Kapı ilk birkaç kurşun darbesine dirense de az sonra büyük bir gürültüyle içeri doğru devrildi.
''Alara!'' diye bağırdı Asrın onların yanına koşarken. Ağzındaki bezle Alara'nın burnunu kapatırken kardeşini kolları arasına aldı. ''Geldim abicim, buradayım bak geldim. Yalvarırım ses ver hareket et bir şey yap!''
Hızlı bir şekilde Barça'ya döndü. ''Kılıç! O nasıl?'' Barça Kılıç'ı taşımaya çalışırken bir yandan da öksürüyordu.
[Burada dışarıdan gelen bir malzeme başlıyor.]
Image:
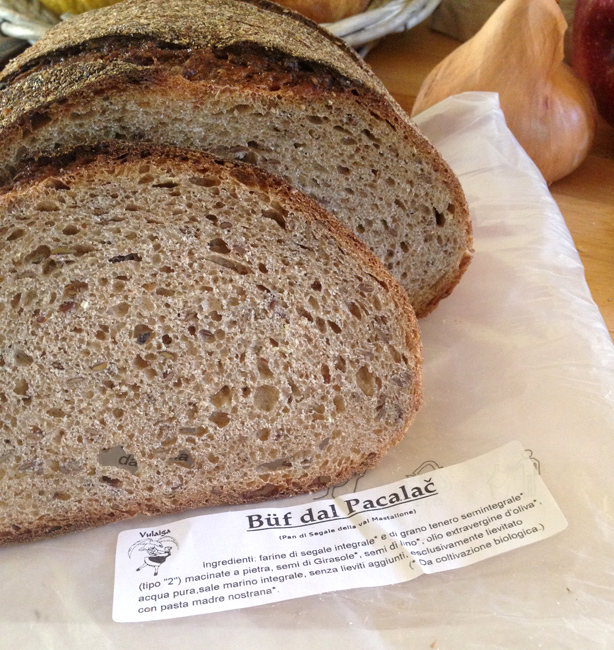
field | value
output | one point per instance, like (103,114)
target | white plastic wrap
(519,351)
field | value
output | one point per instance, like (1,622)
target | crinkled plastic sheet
(519,351)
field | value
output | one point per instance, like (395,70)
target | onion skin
(518,54)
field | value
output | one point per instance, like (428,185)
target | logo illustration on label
(156,546)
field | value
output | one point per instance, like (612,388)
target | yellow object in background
(60,7)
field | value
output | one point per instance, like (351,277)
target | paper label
(442,520)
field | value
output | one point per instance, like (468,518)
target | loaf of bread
(178,331)
(250,80)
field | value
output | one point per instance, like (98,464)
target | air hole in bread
(22,358)
(305,314)
(120,310)
(263,369)
(276,216)
(220,418)
(141,333)
(21,387)
(47,205)
(365,380)
(183,459)
(222,398)
(355,310)
(325,370)
(168,184)
(117,457)
(280,463)
(219,246)
(16,234)
(266,398)
(233,265)
(203,181)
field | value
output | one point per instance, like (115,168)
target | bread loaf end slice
(177,332)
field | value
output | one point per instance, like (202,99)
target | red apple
(593,51)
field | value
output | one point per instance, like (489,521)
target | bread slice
(252,81)
(177,331)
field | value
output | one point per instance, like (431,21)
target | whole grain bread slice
(249,80)
(177,331)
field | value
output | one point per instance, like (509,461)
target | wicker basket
(23,22)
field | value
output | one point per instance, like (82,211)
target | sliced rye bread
(178,331)
(247,79)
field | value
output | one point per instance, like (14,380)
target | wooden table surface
(585,197)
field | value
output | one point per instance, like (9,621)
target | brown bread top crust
(136,45)
(200,23)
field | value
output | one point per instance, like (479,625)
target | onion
(518,53)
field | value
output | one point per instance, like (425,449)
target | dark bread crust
(106,159)
(198,24)
(134,46)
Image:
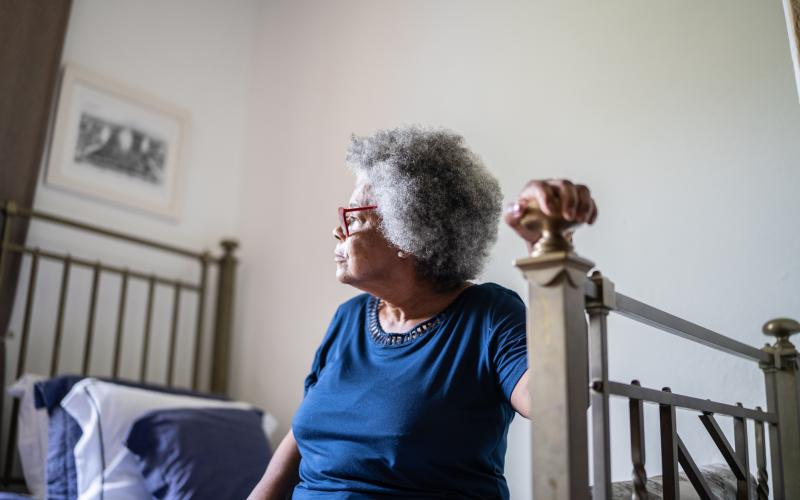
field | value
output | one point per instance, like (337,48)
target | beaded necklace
(393,339)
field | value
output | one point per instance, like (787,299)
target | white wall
(195,55)
(682,118)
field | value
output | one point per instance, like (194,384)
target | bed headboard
(16,348)
(568,361)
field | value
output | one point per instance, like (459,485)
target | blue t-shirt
(422,415)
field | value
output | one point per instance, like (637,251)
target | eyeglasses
(344,219)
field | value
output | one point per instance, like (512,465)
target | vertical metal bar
(9,211)
(148,319)
(557,360)
(87,347)
(636,413)
(201,310)
(223,321)
(26,324)
(743,454)
(123,297)
(598,372)
(782,377)
(775,451)
(762,486)
(669,450)
(12,441)
(23,351)
(62,304)
(173,335)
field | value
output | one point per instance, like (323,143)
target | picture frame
(792,10)
(117,144)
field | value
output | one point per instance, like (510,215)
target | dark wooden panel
(31,40)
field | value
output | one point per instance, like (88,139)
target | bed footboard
(568,362)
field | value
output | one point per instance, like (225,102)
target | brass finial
(782,329)
(553,228)
(229,245)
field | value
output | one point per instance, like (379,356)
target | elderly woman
(416,381)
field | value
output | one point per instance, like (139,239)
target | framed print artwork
(792,10)
(116,144)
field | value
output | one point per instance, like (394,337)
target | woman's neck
(403,308)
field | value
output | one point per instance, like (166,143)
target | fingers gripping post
(557,358)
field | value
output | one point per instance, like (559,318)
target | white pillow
(105,412)
(31,434)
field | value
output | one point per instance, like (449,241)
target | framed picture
(792,10)
(117,144)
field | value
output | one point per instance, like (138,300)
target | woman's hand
(555,197)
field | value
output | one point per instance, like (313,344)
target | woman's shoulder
(493,294)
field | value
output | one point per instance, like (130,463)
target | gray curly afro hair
(437,200)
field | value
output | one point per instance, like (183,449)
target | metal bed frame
(560,343)
(221,330)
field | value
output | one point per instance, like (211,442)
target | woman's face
(365,259)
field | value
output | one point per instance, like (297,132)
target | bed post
(223,320)
(557,360)
(782,376)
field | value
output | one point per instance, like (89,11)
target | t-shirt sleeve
(509,354)
(320,358)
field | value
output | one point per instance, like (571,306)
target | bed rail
(568,359)
(225,265)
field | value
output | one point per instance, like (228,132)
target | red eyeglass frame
(343,214)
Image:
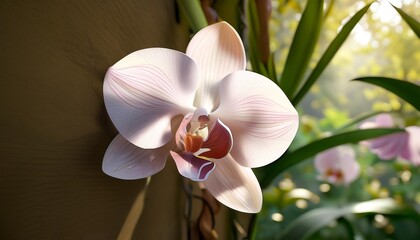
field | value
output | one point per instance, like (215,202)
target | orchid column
(214,118)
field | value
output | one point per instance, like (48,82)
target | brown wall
(53,124)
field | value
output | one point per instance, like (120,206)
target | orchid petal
(142,94)
(218,50)
(124,160)
(192,167)
(219,141)
(262,119)
(392,147)
(414,144)
(326,160)
(235,186)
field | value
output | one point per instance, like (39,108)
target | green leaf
(329,54)
(254,52)
(314,220)
(194,14)
(303,45)
(359,119)
(407,91)
(414,25)
(267,173)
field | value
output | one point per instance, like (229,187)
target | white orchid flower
(203,108)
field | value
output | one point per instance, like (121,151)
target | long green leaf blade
(303,45)
(329,54)
(414,25)
(268,173)
(312,221)
(407,91)
(194,14)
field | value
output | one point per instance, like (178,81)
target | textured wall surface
(54,127)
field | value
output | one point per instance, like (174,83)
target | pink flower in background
(337,165)
(405,145)
(203,108)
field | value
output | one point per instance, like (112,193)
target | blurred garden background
(342,63)
(380,44)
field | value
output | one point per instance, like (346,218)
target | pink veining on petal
(192,167)
(261,118)
(142,95)
(235,186)
(218,50)
(126,161)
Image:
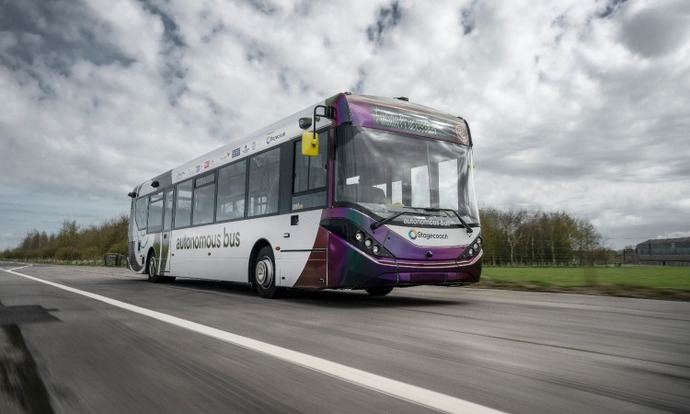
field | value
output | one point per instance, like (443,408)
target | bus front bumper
(358,270)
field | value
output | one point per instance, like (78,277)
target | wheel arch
(258,245)
(150,252)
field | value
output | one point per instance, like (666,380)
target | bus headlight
(355,236)
(472,250)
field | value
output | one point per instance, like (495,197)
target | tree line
(512,237)
(521,237)
(73,242)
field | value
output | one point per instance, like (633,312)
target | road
(515,352)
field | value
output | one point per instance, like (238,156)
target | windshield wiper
(463,222)
(385,220)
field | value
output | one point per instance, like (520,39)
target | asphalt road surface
(516,352)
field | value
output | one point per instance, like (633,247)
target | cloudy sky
(575,105)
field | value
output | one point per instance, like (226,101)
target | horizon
(579,107)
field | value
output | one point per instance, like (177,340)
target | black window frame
(246,192)
(136,212)
(213,183)
(169,190)
(280,149)
(154,198)
(191,206)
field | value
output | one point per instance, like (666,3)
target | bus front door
(164,252)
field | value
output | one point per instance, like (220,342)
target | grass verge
(654,282)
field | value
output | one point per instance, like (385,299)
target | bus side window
(231,191)
(264,178)
(155,220)
(183,204)
(141,212)
(167,216)
(204,199)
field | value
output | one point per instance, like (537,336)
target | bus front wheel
(379,290)
(151,269)
(264,274)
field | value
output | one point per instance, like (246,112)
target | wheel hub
(264,272)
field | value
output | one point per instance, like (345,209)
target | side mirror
(304,123)
(310,144)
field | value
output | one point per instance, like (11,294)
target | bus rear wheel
(264,274)
(379,290)
(151,269)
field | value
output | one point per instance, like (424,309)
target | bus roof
(394,114)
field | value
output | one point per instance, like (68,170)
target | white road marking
(17,268)
(391,387)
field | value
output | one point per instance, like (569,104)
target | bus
(355,192)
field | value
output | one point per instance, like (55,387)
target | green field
(650,277)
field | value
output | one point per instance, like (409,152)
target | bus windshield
(388,173)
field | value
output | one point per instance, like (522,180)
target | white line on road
(391,387)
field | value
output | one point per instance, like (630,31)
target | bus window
(448,184)
(421,196)
(183,204)
(142,212)
(264,172)
(310,176)
(167,217)
(204,199)
(231,191)
(155,221)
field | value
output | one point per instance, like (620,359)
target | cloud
(577,106)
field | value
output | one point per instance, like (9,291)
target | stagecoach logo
(413,234)
(209,241)
(427,221)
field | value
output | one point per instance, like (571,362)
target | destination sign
(419,123)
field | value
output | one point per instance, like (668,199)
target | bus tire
(264,277)
(151,264)
(379,290)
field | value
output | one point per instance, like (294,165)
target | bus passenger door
(164,252)
(303,251)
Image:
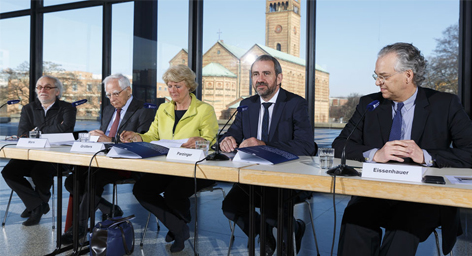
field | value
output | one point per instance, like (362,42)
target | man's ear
(280,77)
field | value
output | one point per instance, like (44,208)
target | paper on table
(170,143)
(249,158)
(467,180)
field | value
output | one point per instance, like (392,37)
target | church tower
(283,26)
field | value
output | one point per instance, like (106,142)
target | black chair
(307,202)
(210,188)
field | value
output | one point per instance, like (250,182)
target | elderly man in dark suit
(124,113)
(276,118)
(49,115)
(411,125)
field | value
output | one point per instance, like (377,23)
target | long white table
(301,174)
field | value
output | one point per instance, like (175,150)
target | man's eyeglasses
(116,94)
(382,78)
(46,88)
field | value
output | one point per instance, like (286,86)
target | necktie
(265,122)
(396,131)
(114,126)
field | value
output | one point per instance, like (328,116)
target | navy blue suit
(439,121)
(290,130)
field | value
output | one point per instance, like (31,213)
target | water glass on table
(326,157)
(35,134)
(203,145)
(84,137)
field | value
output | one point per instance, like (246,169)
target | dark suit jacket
(140,118)
(439,120)
(290,127)
(60,118)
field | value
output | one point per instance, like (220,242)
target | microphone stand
(218,156)
(343,169)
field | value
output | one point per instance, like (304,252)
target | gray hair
(123,81)
(57,84)
(408,58)
(181,73)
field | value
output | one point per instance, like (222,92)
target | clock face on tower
(278,29)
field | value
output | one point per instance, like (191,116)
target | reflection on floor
(213,227)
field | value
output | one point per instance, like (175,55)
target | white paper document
(249,158)
(467,180)
(170,143)
(59,138)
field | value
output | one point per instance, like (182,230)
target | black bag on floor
(112,237)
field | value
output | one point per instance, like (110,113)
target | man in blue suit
(276,118)
(433,130)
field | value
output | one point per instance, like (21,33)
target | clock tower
(283,26)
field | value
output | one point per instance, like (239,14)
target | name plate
(58,137)
(185,154)
(402,172)
(87,147)
(33,143)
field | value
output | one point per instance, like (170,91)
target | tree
(443,66)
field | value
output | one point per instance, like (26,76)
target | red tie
(114,126)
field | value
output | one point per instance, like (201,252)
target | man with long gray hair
(411,125)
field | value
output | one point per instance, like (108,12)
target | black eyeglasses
(46,88)
(116,94)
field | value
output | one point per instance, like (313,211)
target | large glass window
(14,67)
(172,39)
(72,52)
(231,44)
(349,35)
(122,39)
(55,2)
(13,5)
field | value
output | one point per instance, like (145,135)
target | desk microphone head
(242,108)
(10,102)
(79,102)
(343,169)
(150,106)
(217,156)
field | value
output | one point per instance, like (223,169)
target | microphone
(10,102)
(343,169)
(218,156)
(146,105)
(75,104)
(79,102)
(150,105)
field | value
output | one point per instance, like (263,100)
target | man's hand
(251,142)
(101,136)
(228,144)
(397,150)
(191,142)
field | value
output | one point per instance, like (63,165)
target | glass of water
(84,137)
(35,134)
(326,157)
(203,145)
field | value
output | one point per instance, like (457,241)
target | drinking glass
(326,157)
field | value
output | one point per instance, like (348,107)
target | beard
(268,89)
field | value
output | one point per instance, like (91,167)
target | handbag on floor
(112,237)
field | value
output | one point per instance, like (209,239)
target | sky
(349,34)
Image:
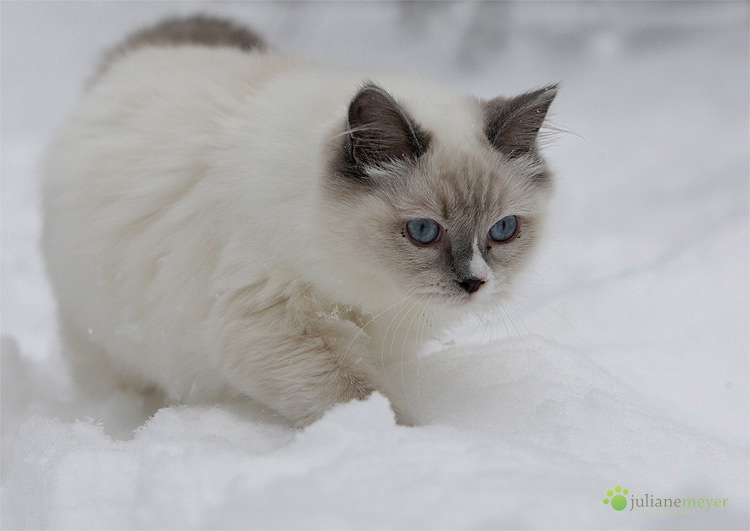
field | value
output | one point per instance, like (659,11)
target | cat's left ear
(512,125)
(380,131)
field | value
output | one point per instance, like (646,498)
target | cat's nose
(471,284)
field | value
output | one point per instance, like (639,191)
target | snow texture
(622,361)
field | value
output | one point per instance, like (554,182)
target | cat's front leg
(304,372)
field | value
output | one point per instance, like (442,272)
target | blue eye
(423,231)
(503,230)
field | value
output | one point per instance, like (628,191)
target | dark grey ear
(380,131)
(512,124)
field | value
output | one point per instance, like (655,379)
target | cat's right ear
(379,131)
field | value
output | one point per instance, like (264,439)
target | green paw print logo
(616,499)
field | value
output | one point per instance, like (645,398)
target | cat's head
(443,204)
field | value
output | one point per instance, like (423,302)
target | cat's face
(437,220)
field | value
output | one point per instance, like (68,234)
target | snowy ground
(624,360)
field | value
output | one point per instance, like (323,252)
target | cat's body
(222,221)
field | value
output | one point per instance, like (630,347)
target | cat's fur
(222,220)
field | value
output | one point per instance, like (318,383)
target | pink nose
(471,284)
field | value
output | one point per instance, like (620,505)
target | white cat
(222,220)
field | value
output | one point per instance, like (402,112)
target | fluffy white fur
(192,248)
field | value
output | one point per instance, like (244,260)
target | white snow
(623,360)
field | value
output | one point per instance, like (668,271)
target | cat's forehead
(455,183)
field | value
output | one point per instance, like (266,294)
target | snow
(622,361)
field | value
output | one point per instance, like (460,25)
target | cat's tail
(195,30)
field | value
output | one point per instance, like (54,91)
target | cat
(223,221)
''Nabız yok.'' dedi çaresiz bir şekilde. Asrın derin bir nefes vererek kucağında Alara'yla dışarı çıktığında Buray ve Arkın, Barça'ya yardım etmek için koştu.
''Yaşıyorlar mı?'' Buray'ın endişeli sorusu abisinin ciğerlerini sıkıştırmıştı.
''İkisi de çok fazla duman yemiş, Alara'nın nabzı çok az, Kılıç'ın ise,'' deyip sustu. Devamını getirmek istemiyor gibi hızlıca arabayı çalıştırdıklarında son sürat hastaneye doğru ilerlemeye başladılar.
____________
Yıllar önce
Küçük kız bahçede oyuncak bebekleriyle oynarken karşı çitten bir çocuğun sessizce onu izlediğini gördü. Başlarda bu olaya takılmasa da çocuğu gördükçe içinde bir merak duygu kabarmaya başladı.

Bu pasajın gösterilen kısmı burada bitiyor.